What Does It Mean to Terminate Your Parental Rights?

Hossein Berenji, Aug 09, 2019

If you’re a parent, you understand that the responsibilities of parenthood are endless. From extracurricular activities to paying for private tutoring, you are expected to be there for your child and provide the things they need to be happy and healthy.

In short, being a parent requires a significant amount of time, effort, and financial resources. However, not all parents are ready to accept the responsibility of having a child. Others may, for various reasons, be unable or unfit to care for a child.

So, what does it legally mean to be a parent? What are your rights and responsibilities? And, is there ever a way to give up your legal rights to your biological child?

Whatever the reason, California law does allow parents to end their relationship with their child in certain circumstances.

What Are Parental Rights?

When a child is born, the biological parents are automatically given certain rights and responsibilities known as parental rights. Parental rights include:

  • The right to child custody and visitation
  • The right to inheritance
  • The right to make important decisions about education, religion, healthcare, and other aspects of the child’s life
  • The responsibility to pay child support, and
  • The responsibility for the child’s misconduct.

Unless legal action is taken, these parental rights persist until the child turns 18-years-old.

Why Would a Parent Terminate Their Parental Rights?

There are several reasons why a parent would want to terminate their parental rights.

First, the parental rights of the biological parent(s) must be terminated before the child can be adopted by someone else.

Second, a biological parent may choose to give up their rights if the parents don’t have a meaningful or ongoing relationship.

Third, the pregnancy may be unexpected and one parent opts to not be involved in the child’s life.

Also, a parent may wish to terminate their rights if they are married to another person.

Finally, parental rights can be terminated for under state law, as discussed below.

Can I Voluntarily Terminate My Parental Rights in California?

Generally, California courts are reluctant to allow parents to give up their rights unless there is another individual willing to adopt the child.

In certain circumstances, however, a parent can choose to terminate their parental rights.

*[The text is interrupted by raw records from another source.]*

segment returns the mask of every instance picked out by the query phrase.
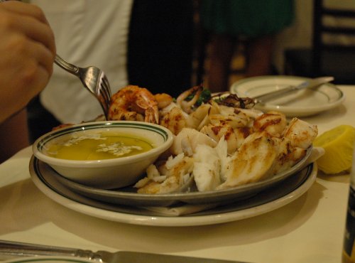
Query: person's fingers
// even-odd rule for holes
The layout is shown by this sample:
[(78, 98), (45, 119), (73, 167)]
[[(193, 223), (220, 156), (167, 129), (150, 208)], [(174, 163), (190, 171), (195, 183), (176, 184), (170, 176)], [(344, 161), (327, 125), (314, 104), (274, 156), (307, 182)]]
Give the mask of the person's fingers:
[(30, 16), (36, 18), (40, 21), (48, 24), (45, 16), (38, 6), (23, 3), (19, 1), (6, 1), (0, 3), (3, 9), (13, 13), (17, 13), (21, 15)]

The court can also terminate the parent’s rights if it is in the child’s best interest.

Under California’s Family Code Section 7820, a parent’s rights can be terminated voluntarily or involuntarily in any one of the following situations:

  • Abandonment
  • Neglect or cruelty
  • The parent was convicted of a felony
  • The parent is mentally disabled
  • The parent is disabled due to moral depravity or substance abuse, and
  • The parent is mentally ill or developmentally disabled.

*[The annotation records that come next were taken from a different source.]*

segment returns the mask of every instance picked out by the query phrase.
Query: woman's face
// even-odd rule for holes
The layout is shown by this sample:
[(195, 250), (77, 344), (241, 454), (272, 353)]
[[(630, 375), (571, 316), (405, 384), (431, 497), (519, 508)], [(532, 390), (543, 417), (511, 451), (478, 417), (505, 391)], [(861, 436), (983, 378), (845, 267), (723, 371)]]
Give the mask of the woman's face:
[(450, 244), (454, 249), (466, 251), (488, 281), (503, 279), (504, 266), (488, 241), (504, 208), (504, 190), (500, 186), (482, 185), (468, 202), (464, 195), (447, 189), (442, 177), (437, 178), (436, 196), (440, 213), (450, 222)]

Parents aren’t the only ones that can file actions to terminate rights; grandparents, step-parents, an adult sibling of the child. In fact, any adult who has taken over the care and custody of the child may pursue legal action.

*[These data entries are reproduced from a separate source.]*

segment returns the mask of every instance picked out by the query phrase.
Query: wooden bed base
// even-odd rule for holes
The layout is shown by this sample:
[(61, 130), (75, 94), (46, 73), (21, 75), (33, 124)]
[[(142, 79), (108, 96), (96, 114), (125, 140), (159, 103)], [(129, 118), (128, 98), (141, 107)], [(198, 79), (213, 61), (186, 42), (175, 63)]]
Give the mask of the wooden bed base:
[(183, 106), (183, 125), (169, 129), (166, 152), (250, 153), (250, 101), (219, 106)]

What Happens After Parental Rights Are Terminated?

Once a parent’s rights are terminated, they no longer have the right to see or speak to the child or take part in decisions that impact the child’s life. Likewise, they can’t be liable for the child’s actions.

If the biological parent dies without a will, the child will no longer be able to inherit their estate. The obligation to pay child support also ends. But, the parent will likely still be responsible for paying past child support.

What Is the Difference Between Terminating Parental Rights and Emancipation?

You may have heard stories about celebrity child actors becoming emancipated. Modern Family’s Ariel Winter, Drew Barrymore, Alicia Silverstone, Michelle Williams, Gossip Girl’s Taylor Momsen, and Macaulay Culkin are just a few examples of famous emancipated minors.

The difference between the termination of parental rights and the emancipation of a child is that, in the latter, the child is making the choice to sever ties with their parents. It can be thought of as the opposite of parental termination. Though they are different, the end result of both legal processes is the same.

There are several reasons for emancipation, including parental substance abuse, mismanagement of money, and to avoid child labor laws.

Do I Need an Attorney to Terminate My Parental Rights?

The termination of parental rights is very serious and, once your parental rights have been terminated, the decision is final.

If you are considering ending your parental rights or are in danger of having your rights taken away from you by the courts, it’s important to act immediately to protect your best interests.